Steve Hansen has never been so right. Rugby is boring. It's more boring than a boring borer beetle in Boreham.
There have been opportunities to overhaul the laws but World Rugby have consistently dropped the ball and trodden on it.
I still watch hours of rugby; I love the game and always will - but it's largely thanks to MySky. With the ability to manipulate real-time TV, you can fast-forward (up to 30 times faster!) through the tragic misfortune that scrums have become. They are no longer scrums but the World Collapsing Championships. What used to be an art has become an artifice - a means to get yet another bleedin' penalty.
Then there's the tackled-ball rule, the confusing mess of rucks or mauls where the chances of being penalised are many and random. Hansen was talking about a defence-oriented approach persuading attackers to kick rather than run because they often get nailed behind the gain line and the intricacies of the breakdown laws mean they end up being penalised. So they kick. When they don't kick, long lines of players mass in highly-schooled defences. More often than not, the defenders are offside but are rarely penalised.
It all adds up to a stifling mass of bigger, faster and more skilled athletes pasting each other in a game based on bash. There is little room any more for the gliding or stepping wizard who can cut holes in the defensive cloth. If a Ben Smith or Cory Jane gets past the first tackler - which they usually do - three more fall on them like a block of flats collapsing. Instead, big, strapping brutes try to run through a wall of defenders and offload; a desperate search for unoccupied territory.
Hansen made his comments after viewing last week's Six Nations tests and wondered about the effect on future fans and the World Cup.
Some commentators dismissed his remarks as Cup mind games. One conspiracy theorist suggested a double-bluff - Hansen winding up the Brits about playing attractive rugby because he knew they couldn't do it and would therefore revert to their predictable kick-chase-tackle game.
A better critique came from former All Black Nick Evans, in the Daily Express. On England, he said: "They have a very good forward pack and defence and those things go a long way towards winning a World Cup. They also have balance - they have shored up the midfield - and have Manu Tuilagi to come back. They are in a good place."

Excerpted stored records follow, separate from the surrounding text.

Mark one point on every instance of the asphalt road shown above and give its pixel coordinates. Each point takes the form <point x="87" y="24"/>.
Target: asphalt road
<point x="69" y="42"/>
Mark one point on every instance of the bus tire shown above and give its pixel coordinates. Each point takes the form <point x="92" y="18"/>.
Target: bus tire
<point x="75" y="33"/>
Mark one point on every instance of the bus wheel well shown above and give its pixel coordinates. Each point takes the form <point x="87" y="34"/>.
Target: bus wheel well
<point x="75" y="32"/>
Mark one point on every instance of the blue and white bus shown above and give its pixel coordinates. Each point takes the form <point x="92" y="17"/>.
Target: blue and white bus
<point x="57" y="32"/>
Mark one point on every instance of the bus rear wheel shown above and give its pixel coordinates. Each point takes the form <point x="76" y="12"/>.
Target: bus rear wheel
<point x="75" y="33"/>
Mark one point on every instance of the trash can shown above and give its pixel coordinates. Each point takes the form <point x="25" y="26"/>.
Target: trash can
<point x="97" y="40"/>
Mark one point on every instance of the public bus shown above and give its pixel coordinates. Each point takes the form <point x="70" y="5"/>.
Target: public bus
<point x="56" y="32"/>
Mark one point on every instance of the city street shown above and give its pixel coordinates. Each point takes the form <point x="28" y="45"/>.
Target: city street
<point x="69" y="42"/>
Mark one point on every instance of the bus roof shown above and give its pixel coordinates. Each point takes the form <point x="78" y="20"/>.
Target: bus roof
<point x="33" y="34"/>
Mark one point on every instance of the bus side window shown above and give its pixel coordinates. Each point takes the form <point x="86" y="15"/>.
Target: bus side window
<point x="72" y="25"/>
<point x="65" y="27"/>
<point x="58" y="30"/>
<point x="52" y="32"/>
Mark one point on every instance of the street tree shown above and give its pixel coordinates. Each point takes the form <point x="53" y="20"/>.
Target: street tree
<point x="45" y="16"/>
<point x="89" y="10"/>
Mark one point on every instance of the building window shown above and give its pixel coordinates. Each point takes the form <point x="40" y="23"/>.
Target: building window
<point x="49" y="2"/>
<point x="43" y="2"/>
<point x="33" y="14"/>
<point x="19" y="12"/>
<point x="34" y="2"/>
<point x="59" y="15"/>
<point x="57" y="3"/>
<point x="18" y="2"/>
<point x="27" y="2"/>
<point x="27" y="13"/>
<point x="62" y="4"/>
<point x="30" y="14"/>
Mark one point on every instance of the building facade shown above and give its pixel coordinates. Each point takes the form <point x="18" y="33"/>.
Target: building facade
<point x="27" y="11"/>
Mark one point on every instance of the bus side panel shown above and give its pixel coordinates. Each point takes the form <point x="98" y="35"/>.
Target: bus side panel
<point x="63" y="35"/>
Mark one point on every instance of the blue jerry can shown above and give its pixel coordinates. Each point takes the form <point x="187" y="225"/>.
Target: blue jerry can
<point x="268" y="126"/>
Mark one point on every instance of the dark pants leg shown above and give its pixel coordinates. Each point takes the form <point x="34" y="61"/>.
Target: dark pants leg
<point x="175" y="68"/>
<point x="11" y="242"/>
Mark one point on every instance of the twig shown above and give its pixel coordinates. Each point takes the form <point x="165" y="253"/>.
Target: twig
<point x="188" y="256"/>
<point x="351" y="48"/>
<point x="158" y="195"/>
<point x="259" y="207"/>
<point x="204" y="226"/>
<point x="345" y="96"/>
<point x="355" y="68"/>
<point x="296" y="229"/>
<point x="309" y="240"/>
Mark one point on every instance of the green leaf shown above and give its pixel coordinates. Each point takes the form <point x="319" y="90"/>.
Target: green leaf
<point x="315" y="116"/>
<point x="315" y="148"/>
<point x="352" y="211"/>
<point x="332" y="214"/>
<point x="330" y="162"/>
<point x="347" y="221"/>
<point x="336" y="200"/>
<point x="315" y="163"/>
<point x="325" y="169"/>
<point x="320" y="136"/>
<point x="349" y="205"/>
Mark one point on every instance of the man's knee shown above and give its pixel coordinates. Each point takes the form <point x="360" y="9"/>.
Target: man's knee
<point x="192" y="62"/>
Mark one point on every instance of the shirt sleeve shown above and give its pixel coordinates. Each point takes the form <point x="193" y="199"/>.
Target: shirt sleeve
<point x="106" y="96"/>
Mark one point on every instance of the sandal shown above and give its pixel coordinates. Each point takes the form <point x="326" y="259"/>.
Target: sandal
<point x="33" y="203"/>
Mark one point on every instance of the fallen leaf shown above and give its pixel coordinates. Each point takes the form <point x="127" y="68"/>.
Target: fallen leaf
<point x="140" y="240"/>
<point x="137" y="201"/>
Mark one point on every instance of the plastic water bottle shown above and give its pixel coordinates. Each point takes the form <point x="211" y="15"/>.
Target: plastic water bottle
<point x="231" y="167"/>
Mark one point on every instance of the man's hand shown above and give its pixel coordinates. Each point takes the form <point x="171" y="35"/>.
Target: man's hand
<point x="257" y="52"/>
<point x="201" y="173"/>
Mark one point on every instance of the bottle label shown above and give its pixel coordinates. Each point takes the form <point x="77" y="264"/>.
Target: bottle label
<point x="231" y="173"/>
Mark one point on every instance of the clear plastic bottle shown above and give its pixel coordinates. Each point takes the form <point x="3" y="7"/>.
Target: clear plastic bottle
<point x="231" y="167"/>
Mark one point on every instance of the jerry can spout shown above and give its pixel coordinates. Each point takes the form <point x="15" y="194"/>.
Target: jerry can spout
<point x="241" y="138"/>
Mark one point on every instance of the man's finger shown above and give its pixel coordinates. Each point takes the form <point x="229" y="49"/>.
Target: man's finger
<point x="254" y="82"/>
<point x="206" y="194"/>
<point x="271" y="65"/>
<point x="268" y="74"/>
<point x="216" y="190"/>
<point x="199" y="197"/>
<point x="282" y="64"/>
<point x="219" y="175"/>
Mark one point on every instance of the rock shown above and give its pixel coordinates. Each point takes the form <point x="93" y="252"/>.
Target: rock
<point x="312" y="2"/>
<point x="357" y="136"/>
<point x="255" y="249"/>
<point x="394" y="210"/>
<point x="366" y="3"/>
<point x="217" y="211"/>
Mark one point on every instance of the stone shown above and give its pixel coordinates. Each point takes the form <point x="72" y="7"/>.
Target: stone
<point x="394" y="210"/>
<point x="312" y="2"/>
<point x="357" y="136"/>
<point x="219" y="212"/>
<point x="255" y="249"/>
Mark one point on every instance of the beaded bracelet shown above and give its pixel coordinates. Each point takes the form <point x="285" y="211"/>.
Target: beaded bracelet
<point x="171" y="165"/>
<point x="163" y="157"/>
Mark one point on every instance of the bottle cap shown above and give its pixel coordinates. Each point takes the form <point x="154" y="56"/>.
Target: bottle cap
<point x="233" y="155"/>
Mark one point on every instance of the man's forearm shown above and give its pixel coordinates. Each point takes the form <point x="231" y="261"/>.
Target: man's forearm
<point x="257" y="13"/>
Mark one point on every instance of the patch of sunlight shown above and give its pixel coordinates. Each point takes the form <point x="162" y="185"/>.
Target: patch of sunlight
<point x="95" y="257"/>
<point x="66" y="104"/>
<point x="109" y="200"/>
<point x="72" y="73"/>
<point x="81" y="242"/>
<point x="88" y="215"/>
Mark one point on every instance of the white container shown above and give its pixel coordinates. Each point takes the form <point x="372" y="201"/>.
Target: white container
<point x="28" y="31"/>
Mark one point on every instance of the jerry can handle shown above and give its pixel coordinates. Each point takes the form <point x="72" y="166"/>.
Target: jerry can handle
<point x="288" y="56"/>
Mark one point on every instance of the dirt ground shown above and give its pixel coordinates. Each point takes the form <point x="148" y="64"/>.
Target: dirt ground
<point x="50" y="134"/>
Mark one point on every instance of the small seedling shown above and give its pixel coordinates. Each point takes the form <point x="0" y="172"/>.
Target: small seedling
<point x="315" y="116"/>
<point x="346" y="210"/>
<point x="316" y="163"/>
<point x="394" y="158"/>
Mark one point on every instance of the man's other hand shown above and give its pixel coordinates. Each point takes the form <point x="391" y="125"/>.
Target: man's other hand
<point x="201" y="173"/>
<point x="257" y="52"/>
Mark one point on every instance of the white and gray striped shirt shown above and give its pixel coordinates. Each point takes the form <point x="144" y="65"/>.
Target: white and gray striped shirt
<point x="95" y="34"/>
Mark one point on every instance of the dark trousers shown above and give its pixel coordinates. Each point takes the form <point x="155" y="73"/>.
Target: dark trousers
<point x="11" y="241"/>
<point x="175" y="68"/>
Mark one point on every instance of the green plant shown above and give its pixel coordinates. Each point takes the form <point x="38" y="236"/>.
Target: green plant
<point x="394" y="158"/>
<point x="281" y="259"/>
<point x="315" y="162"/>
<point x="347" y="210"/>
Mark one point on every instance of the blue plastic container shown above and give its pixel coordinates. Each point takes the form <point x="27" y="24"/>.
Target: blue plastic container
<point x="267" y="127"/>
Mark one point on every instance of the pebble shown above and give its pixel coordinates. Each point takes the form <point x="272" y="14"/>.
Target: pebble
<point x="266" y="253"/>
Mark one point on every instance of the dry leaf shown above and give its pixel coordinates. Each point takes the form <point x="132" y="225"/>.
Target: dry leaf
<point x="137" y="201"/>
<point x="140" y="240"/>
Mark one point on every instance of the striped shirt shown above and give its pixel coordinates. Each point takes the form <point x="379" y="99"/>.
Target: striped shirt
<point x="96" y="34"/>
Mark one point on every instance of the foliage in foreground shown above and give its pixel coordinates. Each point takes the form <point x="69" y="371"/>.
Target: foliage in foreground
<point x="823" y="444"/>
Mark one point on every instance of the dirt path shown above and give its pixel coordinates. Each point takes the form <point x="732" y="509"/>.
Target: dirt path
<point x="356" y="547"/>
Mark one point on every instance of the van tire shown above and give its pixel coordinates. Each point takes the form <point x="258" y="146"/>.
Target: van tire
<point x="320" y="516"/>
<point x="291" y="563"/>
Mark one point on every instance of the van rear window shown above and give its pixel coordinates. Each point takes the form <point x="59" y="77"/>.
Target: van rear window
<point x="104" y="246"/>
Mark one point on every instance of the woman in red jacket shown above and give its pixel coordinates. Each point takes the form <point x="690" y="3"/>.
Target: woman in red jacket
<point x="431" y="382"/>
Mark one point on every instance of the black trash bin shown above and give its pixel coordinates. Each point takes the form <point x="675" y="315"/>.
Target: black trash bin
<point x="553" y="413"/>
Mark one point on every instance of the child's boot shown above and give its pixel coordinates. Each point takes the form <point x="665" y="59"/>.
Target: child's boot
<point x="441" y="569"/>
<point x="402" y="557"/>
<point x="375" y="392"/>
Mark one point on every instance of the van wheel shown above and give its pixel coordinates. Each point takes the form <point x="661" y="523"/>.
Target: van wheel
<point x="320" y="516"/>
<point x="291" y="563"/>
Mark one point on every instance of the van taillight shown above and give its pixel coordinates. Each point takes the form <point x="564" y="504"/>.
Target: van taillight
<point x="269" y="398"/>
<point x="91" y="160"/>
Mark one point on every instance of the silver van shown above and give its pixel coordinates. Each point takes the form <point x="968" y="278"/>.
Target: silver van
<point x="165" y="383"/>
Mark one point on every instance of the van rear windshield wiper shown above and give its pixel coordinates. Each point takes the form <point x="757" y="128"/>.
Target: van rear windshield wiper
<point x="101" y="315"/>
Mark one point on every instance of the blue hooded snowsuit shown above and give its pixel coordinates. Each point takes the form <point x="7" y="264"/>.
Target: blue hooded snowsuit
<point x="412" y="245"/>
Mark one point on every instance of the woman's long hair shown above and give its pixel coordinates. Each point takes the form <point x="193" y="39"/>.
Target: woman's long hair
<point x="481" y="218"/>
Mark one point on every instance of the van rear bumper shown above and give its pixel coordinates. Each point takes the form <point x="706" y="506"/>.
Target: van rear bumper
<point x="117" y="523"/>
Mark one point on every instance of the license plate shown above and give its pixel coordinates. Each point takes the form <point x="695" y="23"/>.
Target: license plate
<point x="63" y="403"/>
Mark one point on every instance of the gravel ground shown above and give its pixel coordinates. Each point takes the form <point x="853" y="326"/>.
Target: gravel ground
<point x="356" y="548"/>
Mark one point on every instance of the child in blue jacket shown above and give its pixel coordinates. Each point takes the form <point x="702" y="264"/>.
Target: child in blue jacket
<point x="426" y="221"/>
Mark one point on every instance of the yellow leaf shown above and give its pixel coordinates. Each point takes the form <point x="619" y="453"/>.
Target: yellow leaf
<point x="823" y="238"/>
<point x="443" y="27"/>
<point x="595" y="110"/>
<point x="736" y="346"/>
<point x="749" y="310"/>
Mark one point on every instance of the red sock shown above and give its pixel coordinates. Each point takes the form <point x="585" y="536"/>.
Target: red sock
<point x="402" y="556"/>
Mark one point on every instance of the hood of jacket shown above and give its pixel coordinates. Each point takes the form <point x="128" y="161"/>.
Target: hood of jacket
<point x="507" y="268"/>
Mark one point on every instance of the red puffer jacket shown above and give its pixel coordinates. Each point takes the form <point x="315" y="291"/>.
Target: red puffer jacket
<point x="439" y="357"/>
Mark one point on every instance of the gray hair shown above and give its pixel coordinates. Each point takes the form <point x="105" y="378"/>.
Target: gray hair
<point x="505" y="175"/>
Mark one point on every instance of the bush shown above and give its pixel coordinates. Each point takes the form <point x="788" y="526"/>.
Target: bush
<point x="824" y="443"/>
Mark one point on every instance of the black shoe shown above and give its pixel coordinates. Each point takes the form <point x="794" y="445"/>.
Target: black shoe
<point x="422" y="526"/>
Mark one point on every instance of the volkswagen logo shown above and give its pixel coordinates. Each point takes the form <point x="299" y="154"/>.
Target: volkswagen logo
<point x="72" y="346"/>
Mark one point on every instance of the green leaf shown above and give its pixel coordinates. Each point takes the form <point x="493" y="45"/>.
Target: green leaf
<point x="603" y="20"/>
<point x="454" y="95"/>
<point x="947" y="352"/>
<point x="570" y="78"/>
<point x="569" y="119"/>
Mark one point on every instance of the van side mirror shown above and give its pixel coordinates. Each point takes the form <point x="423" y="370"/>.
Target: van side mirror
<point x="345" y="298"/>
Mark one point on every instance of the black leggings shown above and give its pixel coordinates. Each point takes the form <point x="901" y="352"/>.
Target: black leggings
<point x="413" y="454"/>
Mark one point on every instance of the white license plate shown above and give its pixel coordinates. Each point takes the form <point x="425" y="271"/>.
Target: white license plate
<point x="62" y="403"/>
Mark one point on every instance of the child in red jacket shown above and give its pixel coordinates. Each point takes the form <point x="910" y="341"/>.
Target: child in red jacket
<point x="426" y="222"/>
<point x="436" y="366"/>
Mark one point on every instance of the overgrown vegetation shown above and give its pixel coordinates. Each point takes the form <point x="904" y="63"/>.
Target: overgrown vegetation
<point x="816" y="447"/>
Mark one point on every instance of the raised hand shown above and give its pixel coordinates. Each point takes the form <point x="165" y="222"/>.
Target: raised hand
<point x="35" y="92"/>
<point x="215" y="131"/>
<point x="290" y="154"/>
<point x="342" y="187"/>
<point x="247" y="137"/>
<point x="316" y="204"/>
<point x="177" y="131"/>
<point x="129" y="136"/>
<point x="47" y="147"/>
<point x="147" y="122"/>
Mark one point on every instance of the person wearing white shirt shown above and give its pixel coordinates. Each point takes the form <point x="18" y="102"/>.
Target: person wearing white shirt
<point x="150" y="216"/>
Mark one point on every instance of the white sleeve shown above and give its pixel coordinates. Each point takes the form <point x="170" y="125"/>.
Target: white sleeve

He added Ireland's Kiwi coach Joe Schmidt was tactically "very, very good" and compared Ireland (who beat England last week) to the South African team who won the World Cup in 2007. "We'd like the World Cup to be [more open] but it does turn into a bit of a kick-fest with defences winning over attacks. The teams that can adapt to that style and be more ruthless generally succeed; that style suits the Irish dynamic."
Hansen wasn't aiming his comments at administrators. No changes will be made to rugby's rules until after the World Cup and one leading World Rugby spokesman has said change is not likely until at least 2018. Honestly, the IRB/WR would be outpaced by a woolly mammoth and they've been extinct for 10,000 years (the mammoths, that is ... ).
No, there are two possible reasons behind Hansen's comments. One is that England are continuing their pursuit of the running game and were beaten by Ireland partly because of that.
Hansen may not be so worried about Ireland but one of the rare defeats suffered by his All Blacks was at the hands of a muscular England team who choked them. If England play a running game at the World Cup, Hansen will be much more confident the All Blacks will be able to pick them off on the counter-attack.
The other is referees - the poor sods who apply the giant mixture of spaghetti, widdle and puke that is rugby's law book. Maybe Hansen's prod in rugby's chest was also partly aimed at persuading them to be more liberal; encouraging fewer penalties, more flow and more tries at the World Cup, even though they will likely be told what to do by the woolly mammoths of World Rugby before the World Cup .
Hansen may just have been offering an opinion on the world game. Whatever his motivation, the message was right. Rugby is boring and something needs to be done.
Or, to misquote David Brent of The Office, the key of despair will slide fully into the lock of apathy; the knob of mediocrity will turn slowly, opening the door of despondency.